“They did plans like this for land all over the Cape. Most of them came later than this one, and they were seldom followed up on. This one was forgotten after the Hilyard House burned, but these things retain their weight.”
“What good does it do us?” asked Janice.
Dickerson tried to say something, but Douglas was doing the talking now, and he talked right over his father. Since Dickerson’s heart attack, Douglas had done so much talking, and done it so fast and so well, that Dickerson didn’t even try to top him.
Douglas took his putter from the corner and used it like a pointer above the map. “The genius who laid this out divided the island like a pie, with everybody getting a quarter-acre. If we don’t alter the roads or lot-lines, just combine lots to build bigger houses, we have a strong case. I’ve already gone after several building permits on my side of the island, just to test the waters.”
“What did Uncle Rake say about that?” asked Geoff.
“That’s when he started his eminent domain drive,” answered Doug. “He wants the town to take the whole island.”
“He’s getting senile,” grunted Dickerson.
Douglas dropped a golf ball onto the floor. “If the town rejects Rake, then it’s up to you, Geoff. Convince him to sell, and you’re in for a fee of a million five—six percent of projected construction costs—plus payment for your piece of land, which may be worth two mil more.”
Geoff looked at Janice. Through the telepathy of marriage, they heard the arguments without speaking them: Imagine the prestige. Imagine the income. And it wasn’t like he’d never thought of it himself. He had moved to the Cape to create buildings that respected the Cape’s history and ecology, whatever that meant.
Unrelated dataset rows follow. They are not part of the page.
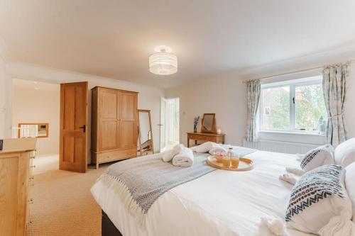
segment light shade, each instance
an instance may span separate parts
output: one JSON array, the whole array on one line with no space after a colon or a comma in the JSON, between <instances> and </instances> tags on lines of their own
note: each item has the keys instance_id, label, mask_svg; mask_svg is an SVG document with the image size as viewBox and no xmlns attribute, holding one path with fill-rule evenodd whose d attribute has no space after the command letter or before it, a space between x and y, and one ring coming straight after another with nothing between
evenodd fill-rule
<instances>
[{"instance_id":1,"label":"light shade","mask_svg":"<svg viewBox=\"0 0 355 236\"><path fill-rule=\"evenodd\" d=\"M178 72L178 57L166 51L160 49L149 57L149 71L153 74L168 75Z\"/></svg>"}]
</instances>

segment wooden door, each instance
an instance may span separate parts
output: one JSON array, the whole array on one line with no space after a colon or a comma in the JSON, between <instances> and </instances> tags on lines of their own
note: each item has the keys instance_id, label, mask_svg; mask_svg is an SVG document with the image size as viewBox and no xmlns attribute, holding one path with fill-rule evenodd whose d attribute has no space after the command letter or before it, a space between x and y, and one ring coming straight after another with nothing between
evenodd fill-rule
<instances>
[{"instance_id":1,"label":"wooden door","mask_svg":"<svg viewBox=\"0 0 355 236\"><path fill-rule=\"evenodd\" d=\"M119 147L137 147L137 94L119 92Z\"/></svg>"},{"instance_id":2,"label":"wooden door","mask_svg":"<svg viewBox=\"0 0 355 236\"><path fill-rule=\"evenodd\" d=\"M115 89L99 89L99 150L119 148L119 96Z\"/></svg>"},{"instance_id":3,"label":"wooden door","mask_svg":"<svg viewBox=\"0 0 355 236\"><path fill-rule=\"evenodd\" d=\"M60 84L60 169L87 170L87 82Z\"/></svg>"}]
</instances>

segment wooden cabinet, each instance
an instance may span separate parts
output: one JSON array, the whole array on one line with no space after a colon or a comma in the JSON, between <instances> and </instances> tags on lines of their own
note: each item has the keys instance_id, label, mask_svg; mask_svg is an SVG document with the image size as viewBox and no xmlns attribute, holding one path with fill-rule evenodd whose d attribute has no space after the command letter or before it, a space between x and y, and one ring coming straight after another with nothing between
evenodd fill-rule
<instances>
[{"instance_id":1,"label":"wooden cabinet","mask_svg":"<svg viewBox=\"0 0 355 236\"><path fill-rule=\"evenodd\" d=\"M136 157L138 93L94 87L92 159L99 164Z\"/></svg>"},{"instance_id":2,"label":"wooden cabinet","mask_svg":"<svg viewBox=\"0 0 355 236\"><path fill-rule=\"evenodd\" d=\"M26 147L21 146L25 144ZM30 147L31 146L31 147ZM36 139L4 140L0 151L0 235L23 236L28 222L30 163Z\"/></svg>"}]
</instances>

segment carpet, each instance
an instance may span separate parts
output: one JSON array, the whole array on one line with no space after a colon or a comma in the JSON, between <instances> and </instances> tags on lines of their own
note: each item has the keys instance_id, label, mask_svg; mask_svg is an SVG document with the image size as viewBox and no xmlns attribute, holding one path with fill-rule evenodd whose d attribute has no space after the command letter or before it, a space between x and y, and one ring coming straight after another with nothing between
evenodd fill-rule
<instances>
[{"instance_id":1,"label":"carpet","mask_svg":"<svg viewBox=\"0 0 355 236\"><path fill-rule=\"evenodd\" d=\"M90 188L109 165L85 174L57 169L36 174L28 235L101 235L101 209Z\"/></svg>"}]
</instances>

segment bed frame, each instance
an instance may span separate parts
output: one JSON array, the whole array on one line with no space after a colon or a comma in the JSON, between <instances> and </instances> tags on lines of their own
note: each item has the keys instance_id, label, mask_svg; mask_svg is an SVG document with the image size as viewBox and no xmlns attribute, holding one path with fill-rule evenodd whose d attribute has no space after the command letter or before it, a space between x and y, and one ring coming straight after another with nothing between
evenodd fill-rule
<instances>
[{"instance_id":1,"label":"bed frame","mask_svg":"<svg viewBox=\"0 0 355 236\"><path fill-rule=\"evenodd\" d=\"M121 232L114 226L114 223L109 218L109 216L102 210L102 220L101 223L101 230L102 236L122 236Z\"/></svg>"}]
</instances>

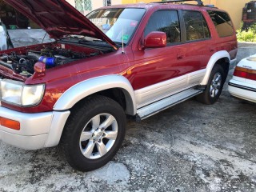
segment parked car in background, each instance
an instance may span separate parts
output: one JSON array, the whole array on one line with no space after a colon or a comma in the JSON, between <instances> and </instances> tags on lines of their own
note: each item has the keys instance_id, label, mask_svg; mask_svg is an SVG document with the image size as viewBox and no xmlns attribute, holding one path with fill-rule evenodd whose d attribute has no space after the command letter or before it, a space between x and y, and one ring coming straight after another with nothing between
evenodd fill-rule
<instances>
[{"instance_id":1,"label":"parked car in background","mask_svg":"<svg viewBox=\"0 0 256 192\"><path fill-rule=\"evenodd\" d=\"M234 97L256 102L256 54L238 62L228 90Z\"/></svg>"},{"instance_id":2,"label":"parked car in background","mask_svg":"<svg viewBox=\"0 0 256 192\"><path fill-rule=\"evenodd\" d=\"M0 139L60 144L71 166L91 170L121 147L126 116L141 121L195 96L214 104L238 43L228 14L197 1L86 18L65 0L6 0L56 42L0 52Z\"/></svg>"}]
</instances>

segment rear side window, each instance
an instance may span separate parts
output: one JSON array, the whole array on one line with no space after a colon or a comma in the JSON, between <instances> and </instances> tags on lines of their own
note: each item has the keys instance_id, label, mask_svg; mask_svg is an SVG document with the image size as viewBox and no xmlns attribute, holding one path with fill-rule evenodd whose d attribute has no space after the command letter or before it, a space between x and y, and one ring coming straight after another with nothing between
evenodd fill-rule
<instances>
[{"instance_id":1,"label":"rear side window","mask_svg":"<svg viewBox=\"0 0 256 192\"><path fill-rule=\"evenodd\" d=\"M208 10L207 12L214 23L220 38L232 36L234 34L231 20L226 13L215 10Z\"/></svg>"},{"instance_id":2,"label":"rear side window","mask_svg":"<svg viewBox=\"0 0 256 192\"><path fill-rule=\"evenodd\" d=\"M184 10L186 41L210 38L209 28L202 14L198 11Z\"/></svg>"},{"instance_id":3,"label":"rear side window","mask_svg":"<svg viewBox=\"0 0 256 192\"><path fill-rule=\"evenodd\" d=\"M152 31L165 32L167 36L167 43L181 42L181 30L177 10L154 12L146 26L145 37Z\"/></svg>"}]
</instances>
Here was his chance. Besides, if the island was going to be developed, who better to design it?
But Janice knew what else he was thinking, and she said it for him. “This would kill Uncle Rake.”
Dickerson grunted, as though his daughter’s remark might kill him. “Nothing could kill Uncle Rake.”
“I need to think about this,” said Geoff.
“Take a week,” said Douglas.
Janice looked at her brother. “Does he get this offer in writing?”
“In writing!” Dickerson half-rose from his chair, then dropped back as if reminding himself not to get angry. “This is family, kids.”
But Geoff did not notice Dickerson’s effort at self-control. He pointed at the painting. “They got it in writing.”
Douglas tapped the ball across the rug. “You don’t know of anything else they got in writing, do you? Like a book?”
Geoff didn’t, and he didn’t puzzle over it, either. There was too much else to think about.
iii.
In real estate, three things mattered—location, location, and…Cornhill Road in Truro, views of Cape Cod Bay and Little Pamet marsh, walk to beach, older home, needs TLC. Geoff and Janice had read the ad when they were first married. They liked the idea of having a place thirty miles from Jack’s Island, forty from her father’s house. Now the house was an even older home—a living, breathing money pit—but it had appreciated so much that they called it an antique.
They unloaded the car, then gave the kids flashlights, and off they all went toward the crest of Cornhill.
“Nothing makes a kid happier than a flashlight,” said Geoff, “except being up past bedtime.”
“Nice to be a kid again.”
“Nice to have nothing to think about.”
Janice took his arm. “Too bad it’s not the case.”
“Too many things to think about. That’s one of the nasty things about pushing forty. That and less sex.”
She stopped and put her hands on her hips.
“Just a joke,” he said.
She was one of the better things about pushing forty.